Title: Shanghai court declares cryptocurrency no longer illegal in China

Crypto no longer illegal in China? Shanghai court issues legal opinion

In a landmark decision, a Shanghai court has officially stated that possessing cryptocurrencies on a personal level does not breach Chinese regulations.

This surprising clarification has provided much-needed legal reassurance for individuals holding digital assets in mainland China, indicating a change in the country’s approach towards virtual currencies.

Coinciding with this announcement was a remarkable surge in the value of Bitcoin (BTC), nearing the $100,000 threshold and sparking further speculation.

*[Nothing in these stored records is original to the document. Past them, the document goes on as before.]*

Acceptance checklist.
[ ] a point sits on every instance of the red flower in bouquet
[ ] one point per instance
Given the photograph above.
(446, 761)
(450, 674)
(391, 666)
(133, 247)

Insights from Judge Sun Jie

Furthermore, Judge Sun Jie from the Shanghai Songjiang People’s Court recently shed light on the legal status of cryptocurrency holders in China.

In an official statement shared on the Shanghai High People’s Court WeChat account, Sun affirmed,

“Individuals’ possession of cryptocurrency is not against the law.”

Despite the standing prohibition on crypto transactions initiated in 2021, this ruling marks a significant distinction in law. It underscores that owning digital assets personally does not violate Chinese legislation, even amid ongoing restrictions on crypto trading.

To differentiate between ownership and trading of cryptocurrencies, Sun pointed out,

“Therefore, regulations consistently target and crack down on speculative practices within cryptocurrency trading.”

This clarification was issued during a case assessment concerning a legal dispute between two firms related to an Initial Coin Offering (ICO), which remains banned in China, along with cryptocurrency mining.

Cryptocurrency Landscape in China

For context, in 2021, the Chinese government imposed a ban on cryptocurrency transactions and Bitcoin mining following Bitcoin’s surge to $64,000, which was later followed by a considerable market correction leading to Bitcoin plummeting to $30,000.

Despite the ban, Chinese citizens continued to hold and trade cryptocurrencies using foreign exchanges.

Many observers speculate that China’s recent actions could be a response to the previous administration of US President Donald Trump aiming to position the US as a prominent crypto hub globally.

Yet, it’s crucial to acknowledge China’s substantial influence in the cryptocurrency sphere, as it still commands more than 50% of the global Bitcoin hash rate, primarily dictating mining activities.

Moreover, Chinese investors are exploring alternative methods to participate in crypto investments, raising questions about China’s strategic roadmap in the long run.

Hence, the recent call by former Vice Minister of Finance Zhu Guangyao for the government to reconsider its stance on cryptocurrencies reflects the intricate dynamics surrounding China’s role as global trends and policies shift.

What’s Next?

In essence, Eliézer Ndinga, Vice President at 21Shares, emphasized the long-standing consistency in China’s legal standpoint regarding cryptocurrencies.

While individuals have always had the liberty to own cryptocurrencies, commercial crypto activities like trading and mining have remained banned for a significant period.

He aptly remarked,

“There’s no equivalent to the 1933 US Executive Order 6102 banning the possession of gold in China.”